1. 13
  1.  

  2. 5

    This is such a marvelously optimistic document:

    Even as the clock ticks, better and better computer support for the creative spirit is evolving. Help is on the way.

    One of my friends presented this paper, actually, as part of a monthly reading club we have, and what was just so amazing is just the sheer cultural difference it has compared with the New Jersey school. The audience during the presentations (enjoying beer and ribs) was smiling the whole time at how hippy and awesome the Smalltalk ideas were…it was just so weird and cool.

    I hadn’t seen the future like that since I ran into Prolog–unfortunately, it seems that the future is more Mad Max (Javascript).

    1. 2

      Smalltalk was ahead of its time, but the ideas and ideals live on in other languages. Erlang has technical features that are analogous to Smalltalk, but is missing some pieces imo.
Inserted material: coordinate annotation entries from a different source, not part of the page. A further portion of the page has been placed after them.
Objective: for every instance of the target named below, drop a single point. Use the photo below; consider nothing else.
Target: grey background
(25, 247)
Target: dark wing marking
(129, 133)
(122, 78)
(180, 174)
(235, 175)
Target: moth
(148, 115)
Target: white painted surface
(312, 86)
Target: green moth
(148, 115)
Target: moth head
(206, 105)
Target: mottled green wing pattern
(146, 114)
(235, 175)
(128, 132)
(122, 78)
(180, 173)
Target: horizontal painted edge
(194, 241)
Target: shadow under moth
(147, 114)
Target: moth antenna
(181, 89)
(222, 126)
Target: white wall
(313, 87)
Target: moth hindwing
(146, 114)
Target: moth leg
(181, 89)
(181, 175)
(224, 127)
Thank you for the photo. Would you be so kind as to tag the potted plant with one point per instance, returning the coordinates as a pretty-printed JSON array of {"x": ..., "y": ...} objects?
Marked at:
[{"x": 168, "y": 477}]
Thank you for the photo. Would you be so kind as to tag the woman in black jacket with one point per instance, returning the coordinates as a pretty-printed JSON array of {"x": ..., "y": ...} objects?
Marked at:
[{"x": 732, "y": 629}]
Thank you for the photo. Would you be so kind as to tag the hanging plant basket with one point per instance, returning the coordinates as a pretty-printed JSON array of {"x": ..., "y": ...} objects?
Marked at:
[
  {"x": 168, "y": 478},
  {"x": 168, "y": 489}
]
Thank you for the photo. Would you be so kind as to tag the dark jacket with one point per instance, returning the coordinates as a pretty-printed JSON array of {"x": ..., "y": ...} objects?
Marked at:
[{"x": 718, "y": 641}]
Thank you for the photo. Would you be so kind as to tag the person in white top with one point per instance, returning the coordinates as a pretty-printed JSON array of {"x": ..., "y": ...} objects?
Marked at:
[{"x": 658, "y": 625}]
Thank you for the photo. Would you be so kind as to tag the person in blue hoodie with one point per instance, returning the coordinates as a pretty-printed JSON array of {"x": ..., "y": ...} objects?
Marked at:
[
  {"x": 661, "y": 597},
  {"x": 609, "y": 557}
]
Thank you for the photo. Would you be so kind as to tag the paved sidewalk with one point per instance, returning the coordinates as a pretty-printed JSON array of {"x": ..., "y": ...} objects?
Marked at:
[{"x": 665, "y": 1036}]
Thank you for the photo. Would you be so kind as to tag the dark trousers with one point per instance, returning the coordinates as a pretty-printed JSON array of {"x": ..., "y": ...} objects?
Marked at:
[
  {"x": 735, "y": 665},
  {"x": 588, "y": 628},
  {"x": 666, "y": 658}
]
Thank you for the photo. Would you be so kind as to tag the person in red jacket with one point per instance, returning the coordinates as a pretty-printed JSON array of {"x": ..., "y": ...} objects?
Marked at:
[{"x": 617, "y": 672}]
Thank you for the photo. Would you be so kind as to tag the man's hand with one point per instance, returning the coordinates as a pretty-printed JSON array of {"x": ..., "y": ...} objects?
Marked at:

      The purpose of the Smalltalk project is to provide computer support for the creative spirit in everyone.

      The mechanisms of human thought and communication have been engineered for millions of years, and we should respect them as being of sound design

      Elixir, from a strictly human standpoint, encapsulates Smalltalk’s main goal really nicely and in an accessible way, all while being built on Erlang which makes it inherit a lot of the conceptual tech bits that make Smalltalk so cool.

      The future doesn’t have to be Mad Max. And I think the excitement around more elegant languages (very recently, and I may be living in a bubble) is evidence of that.

      1. 1

        As much as I love Elixir, I don’t think we want to oversell it too much–after all, look what happened with Smalltalk!

        Specifically, I don’t think that it has the same emphasis on programmer ergonomics that drove a lot of that document, and it isn’t quite as possessive of the operating environment as Smalltalk seemed to want to be.